Yet another ridiculous aspect to drug sentencing

...For example, when Florida pain patient Richard Paey was arrested for illegally obtaining painkillers containing oxycodone, prosecutors charged him with possessing more than 28 grams of the drug, which allowed them to charge him with trafficking instead of mere possession, despite the fact that by all accounts, Paey had obtained the pills solely to treat his own pain. But the pills Paey possessed were 98 percent acetaminophen, a legal, over-the-counter medication. Under Florida law, if the pill contains both legal and illegal substances, the state can charge you as if everything in the pill is illegal.

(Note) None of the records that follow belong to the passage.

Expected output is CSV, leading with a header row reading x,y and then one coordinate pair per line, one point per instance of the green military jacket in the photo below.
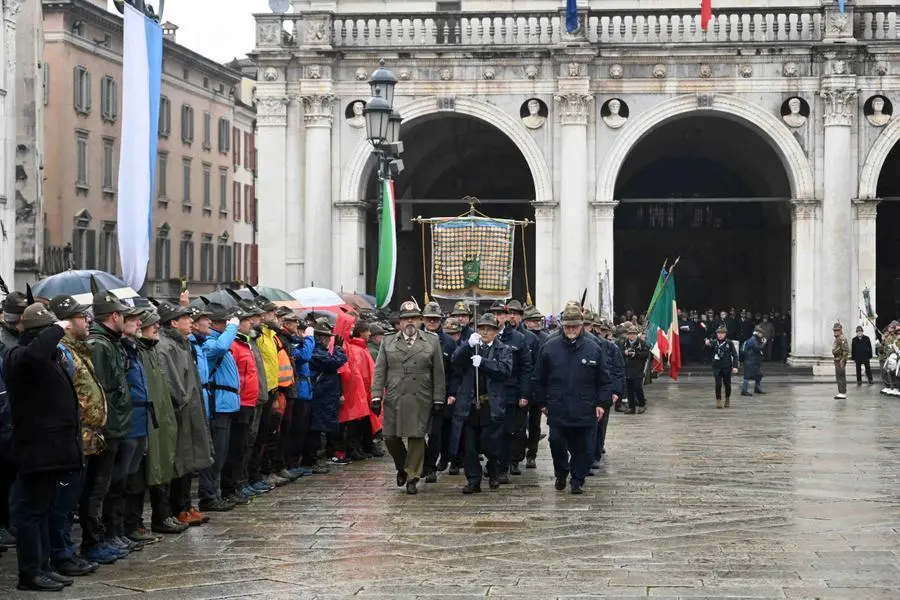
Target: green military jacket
x,y
110,365
91,398
841,349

This is also true of non-prescription drugs. A hit of LSD dissolved in a sugar cube will weigh exponentially more than the same hit dissolved into blotter paper. But in most states, it’s the total weight that matters, not the weight of the actual LSD. (The U.S. Supreme Court has upheld the policy.) The same is often true of cocaine. A pound of pure cocaine is obviously much more valuable and has the potential to get a lot more people high than a pound of a substance consisting of cornstarch and a small amount of cocaine. But many states treat them the same (though in some federal circuits, at least with cocaine, the two are now treated differently). In some states, whether or not you’ve just harvested your pot plants could determine whether you’re charged with a misdemeanor or a felony. Ironically, if the plant is unharvested, the police can charge you for the weight of the entire plant, while if you’ve just harvested, dried and sold the leaves, you’re less culpable.
What’s clear from all of this is that today’s drug laws were written in an era in which lawmakers were less concerned about rationality, harm prevention and punishment that is proportional to the alleged harm done. Rather, they wrote the laws in ways that give prosecutors the most power to put the most people in prison for as long as possible.